Trustee replaced as creditors war

WLP Restructuring CEO
Scott Pascoe.
BPS Recovery’s Dave Sampson.

When bankrupts are elderly and rely on their accountant son to respond to inquiries from their trustee, there’s always the chance for things to go awry.

When that son has previously been found by a judge of the Supreme court of Victoria to have falsified bank statements; deliberately flouted court orders and deliberately given false evidence you know that it’s an appointment that might come with more than the usual degree of risk attached.

In Break Fast Investments Pty Ltd v Sampson (Trustee), in the matter of Voukidis [2022] FedCFamC2G 516 the trustee in question, BPS Recovery partner Dave Sampson, had the unenviable task of making sense of a complex and lengthy history of litigation preceding the filing of a debtors petition and statement of affairs by Peter Voukidis and Kathy Voukidis on July 20, 2021.

It should be noted that that litigation involved various creditors who’ve been in business with the bankrupts’ son in the past, have fallen out with the son and who in the case of Break Fast Investments, the applicant in the trustee replacement proceedings, still occupy the company’s share register with the bankrupts’ son.

Sampson told iNO that he had no issue handing the file to someone else but disagreement among creditors impeded the passage of the necessary resolution.

“I’m happy that a judge made the order to transfer the file to another trustee,” Sampson said.

The problem was that some creditors wanted him out and some didn’t. Most relevantly, Sampson’s referrer, a secured creditor and the bankrupt’s son were vehemently opposed to a replacement being installed by a rival unsecured creditor.

The couple filed their bankruptcy petition after being served with bankruptcy notices by Break Fast in respect of two costs judgments. When those notices weren’t complied with Break Fast issued a creditors petition and then applied for asset freezing orders.

It was around this point that accountant and son of the debtors Christos Voukidis asked Sampson if he’d take the appointment.

Sampson told iNO that before consenting to act, his referrer filled him in on the competing interests among creditors.

Unsurprisingly, Break Fast director and shareholder Greg Taylor had an issue with Sampson. One, he was Christos Voukidis’ nominee and Taylor and Voukidis were not seeing eye to eye.

Two, after conducting a thorough investigation Sampson told the creditors it was unlikely that a dividend would accrue to unsecureds because the secureds – AMP and Voukidis Holdings Pty Ltd – have a priority over the assets of the estate.

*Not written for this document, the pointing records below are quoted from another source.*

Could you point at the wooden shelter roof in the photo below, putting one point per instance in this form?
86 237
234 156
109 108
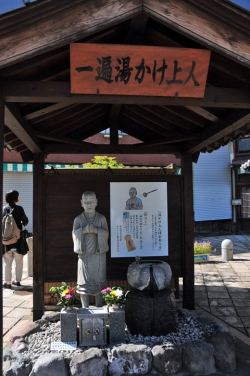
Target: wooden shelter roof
41 116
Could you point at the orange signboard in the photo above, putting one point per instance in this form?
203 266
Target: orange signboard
138 70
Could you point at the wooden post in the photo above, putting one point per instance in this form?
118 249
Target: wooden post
1 202
38 237
188 244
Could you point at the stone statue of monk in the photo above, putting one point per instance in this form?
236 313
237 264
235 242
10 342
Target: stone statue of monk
90 237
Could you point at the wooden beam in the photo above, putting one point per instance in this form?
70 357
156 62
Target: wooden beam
235 120
114 123
66 140
38 236
188 232
164 141
21 128
1 204
109 149
55 92
44 111
204 113
159 124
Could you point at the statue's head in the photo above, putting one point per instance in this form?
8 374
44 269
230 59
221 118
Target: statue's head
132 192
89 201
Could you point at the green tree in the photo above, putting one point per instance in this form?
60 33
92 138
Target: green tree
103 162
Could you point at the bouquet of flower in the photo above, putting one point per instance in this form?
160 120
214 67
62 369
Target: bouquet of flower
66 295
114 295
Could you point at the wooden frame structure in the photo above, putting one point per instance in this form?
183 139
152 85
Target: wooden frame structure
38 116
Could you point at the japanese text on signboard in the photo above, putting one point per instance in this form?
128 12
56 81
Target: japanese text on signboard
133 70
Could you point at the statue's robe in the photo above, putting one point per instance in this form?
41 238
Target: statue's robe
91 249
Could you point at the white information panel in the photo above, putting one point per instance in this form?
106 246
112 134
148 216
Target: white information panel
139 219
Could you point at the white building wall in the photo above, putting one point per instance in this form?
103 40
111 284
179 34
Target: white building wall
212 186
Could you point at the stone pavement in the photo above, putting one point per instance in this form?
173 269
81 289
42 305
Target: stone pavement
222 291
17 304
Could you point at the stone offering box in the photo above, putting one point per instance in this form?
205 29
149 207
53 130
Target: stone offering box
93 324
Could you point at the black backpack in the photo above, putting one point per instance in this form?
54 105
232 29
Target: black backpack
10 231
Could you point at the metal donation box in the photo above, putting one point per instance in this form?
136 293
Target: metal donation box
92 326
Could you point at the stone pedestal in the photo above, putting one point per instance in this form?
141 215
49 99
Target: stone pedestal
150 313
92 326
116 326
68 325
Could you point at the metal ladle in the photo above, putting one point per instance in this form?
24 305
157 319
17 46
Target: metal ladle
145 194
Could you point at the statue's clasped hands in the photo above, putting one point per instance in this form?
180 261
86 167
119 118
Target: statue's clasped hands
89 229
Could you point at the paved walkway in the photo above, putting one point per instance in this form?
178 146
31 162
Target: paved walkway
222 291
17 304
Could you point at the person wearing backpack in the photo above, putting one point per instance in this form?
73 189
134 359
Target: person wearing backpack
14 251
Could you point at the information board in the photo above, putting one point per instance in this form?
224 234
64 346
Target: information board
139 219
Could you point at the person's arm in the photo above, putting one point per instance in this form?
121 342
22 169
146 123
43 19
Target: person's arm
24 219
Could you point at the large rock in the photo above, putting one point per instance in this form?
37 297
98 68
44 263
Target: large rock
21 366
149 314
24 330
197 357
139 274
20 345
51 317
224 351
92 362
50 364
167 358
130 360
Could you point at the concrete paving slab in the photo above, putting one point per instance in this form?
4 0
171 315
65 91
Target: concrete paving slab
220 302
28 303
218 294
6 310
12 302
18 312
9 322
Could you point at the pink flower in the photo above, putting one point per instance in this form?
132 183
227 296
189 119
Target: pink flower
104 291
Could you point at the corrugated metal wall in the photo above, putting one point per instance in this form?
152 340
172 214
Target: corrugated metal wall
212 186
23 183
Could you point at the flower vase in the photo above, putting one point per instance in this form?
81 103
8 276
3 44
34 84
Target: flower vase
67 308
116 306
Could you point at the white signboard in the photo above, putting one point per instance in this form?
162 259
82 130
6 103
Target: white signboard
139 219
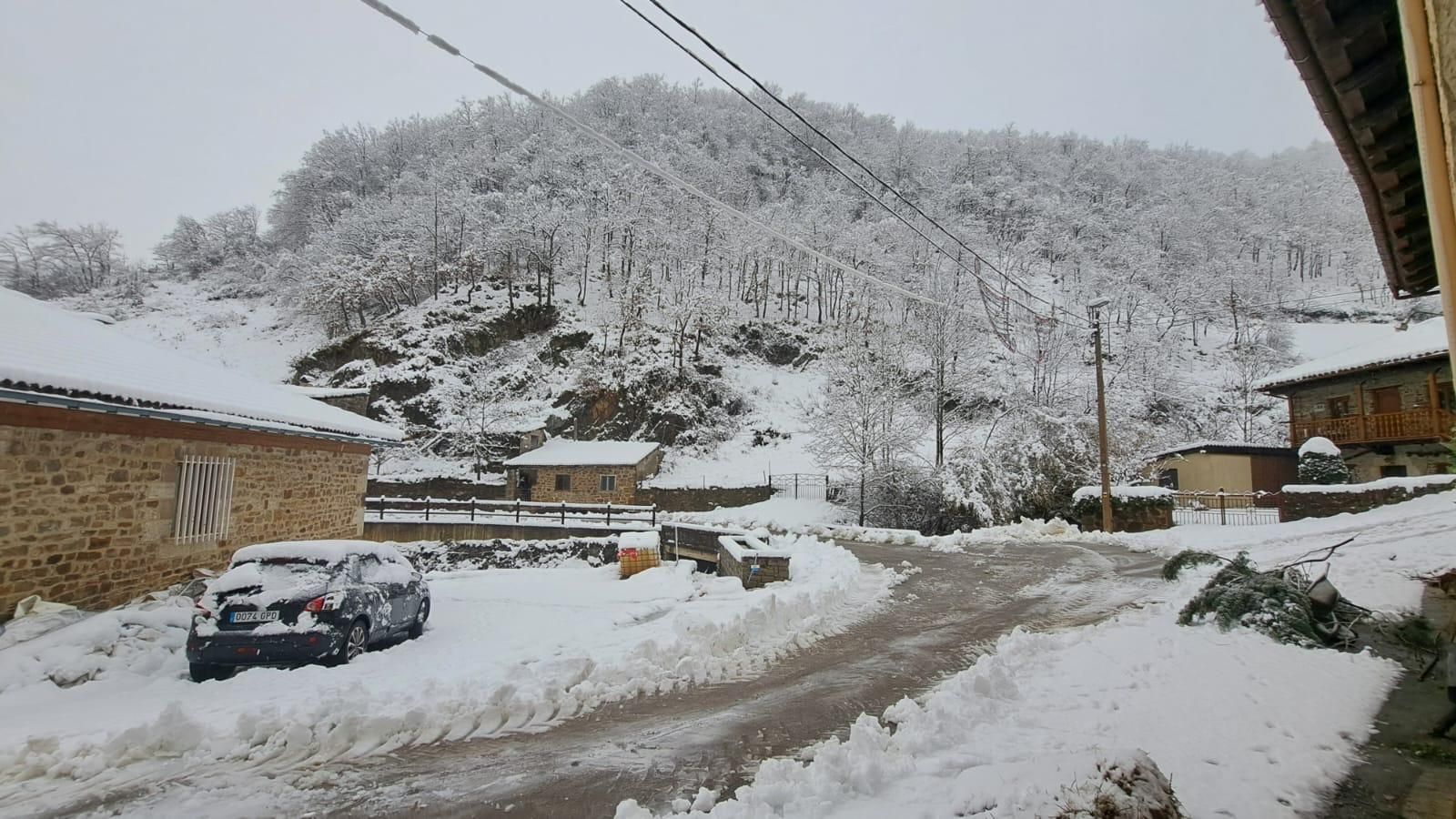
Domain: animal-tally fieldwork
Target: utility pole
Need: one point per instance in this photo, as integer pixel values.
(1096, 314)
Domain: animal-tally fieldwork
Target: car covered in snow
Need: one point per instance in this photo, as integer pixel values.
(303, 602)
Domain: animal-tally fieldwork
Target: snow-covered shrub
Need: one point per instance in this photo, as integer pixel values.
(1088, 500)
(1321, 462)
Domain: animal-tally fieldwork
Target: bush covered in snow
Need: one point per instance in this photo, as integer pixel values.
(1320, 462)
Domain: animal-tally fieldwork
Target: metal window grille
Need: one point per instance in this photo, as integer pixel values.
(204, 499)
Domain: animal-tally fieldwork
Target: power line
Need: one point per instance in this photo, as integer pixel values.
(832, 164)
(652, 167)
(823, 136)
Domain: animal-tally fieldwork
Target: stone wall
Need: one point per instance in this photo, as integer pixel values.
(86, 515)
(693, 499)
(1138, 519)
(1298, 506)
(410, 531)
(756, 571)
(451, 489)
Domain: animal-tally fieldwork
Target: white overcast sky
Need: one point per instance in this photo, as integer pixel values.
(136, 111)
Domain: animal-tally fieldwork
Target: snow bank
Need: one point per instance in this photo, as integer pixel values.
(1392, 545)
(1320, 446)
(1006, 736)
(779, 513)
(1409, 484)
(506, 651)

Voukidis Holdings is ultimately controlled by Voukidis Management whose sole shareholder and sole director is, according to ASIC records, Christos Voukidis. Taylor wasn’t going to cop that.

According to Federal Circuit court judge Anthony Kelly Voukidis Management is said to be owed $1,830,000 pursuant to an unregistered mortgage and loan agreement dated 31 March 2021.

Sampson said that he had had the controversial agreement critically assessed and believed it could not be overturned, though he invited creditors to fund an opinion from counsel. None did.

But Break Fast director and shareholder Greg Taylor wasn’t letting go. He wanted Sampson to transfer the file to a replacement trustee and obtained a consent from Scott Pascoe, who was at PwC but probably in mid-preparation for his move to WLP Restructuring.

Pascoe put his mate and fellow trustee Andrew Scott on the ticket because at that point he didn’t want too many more appointments.

Efforts to transfer the file however were stymied by the warring creditors, including at a meeting Sampson was happy to convene for that purpose. So Taylor applied to the court and got his way last month with Pascoe appointed trustee.